Boom In African Infrastructure Boosts Syndicated-Loan Growth

Boom In African Infrastructure Boosts Syndicated-Loan Growth

From Bloomberg

Sub-Saharan Africa’s infrastructure boom will probably draw increased interest from investment banks and commercial lenders, underpinning growth in syndicated loans, the Loan Market Association said.

The annual amount of credit in the region organized by groups of lenders grew to $17.7 billion last year from $11.2 billion in 2011, according to data compiled by Bloomberg. Syndicated loans total $19.6 billion in the year to date, the data show.

African nations are spending $45 billion annually upgrading roads, ports, electricity plants and other infrastructure, according to the African Development Bank. The continent needs to spend $93 billion a year help accelerate economic growth, leaving a financing gap of about $50 billion, the Tunis-based lender said in May.

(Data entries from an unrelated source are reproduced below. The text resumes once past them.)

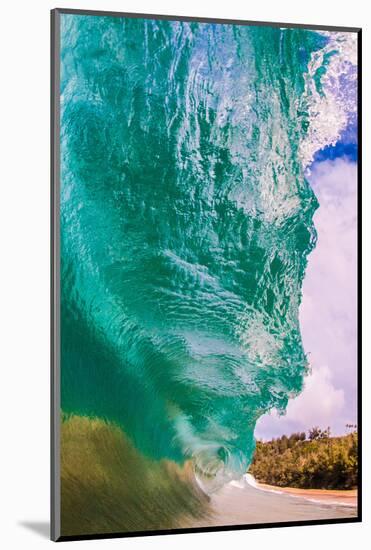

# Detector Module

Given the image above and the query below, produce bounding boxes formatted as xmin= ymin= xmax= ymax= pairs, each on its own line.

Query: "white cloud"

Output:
xmin=255 ymin=365 xmax=345 ymax=439
xmin=255 ymin=158 xmax=357 ymax=440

“There is a lot of requirement for infrastructure investment,” Clare Dawson, managing director of the London-based LMA, said in an interview in the Kenyan capital, Nairobi. “Many international banks see that there are very good opportunities for investing particularly in infrastructure projects.”

Inadequate infrastructure reduces economic growth across the continent by at least 2 percentage points a year and lowers the productivity of companies by as much as 40 percent, or $40 billion in lost output annually, according to the bank.

Middle Class

International lenders’ interest in the continent is also being driven by a growing population and expanding consumer base, Dawson said.

Africa’s middle class is estimated at 34 percent of the continent’s population, or 350 million people, according to the African Development Bank. The middle class has been defined as individuals with annual income exceeding $3,900.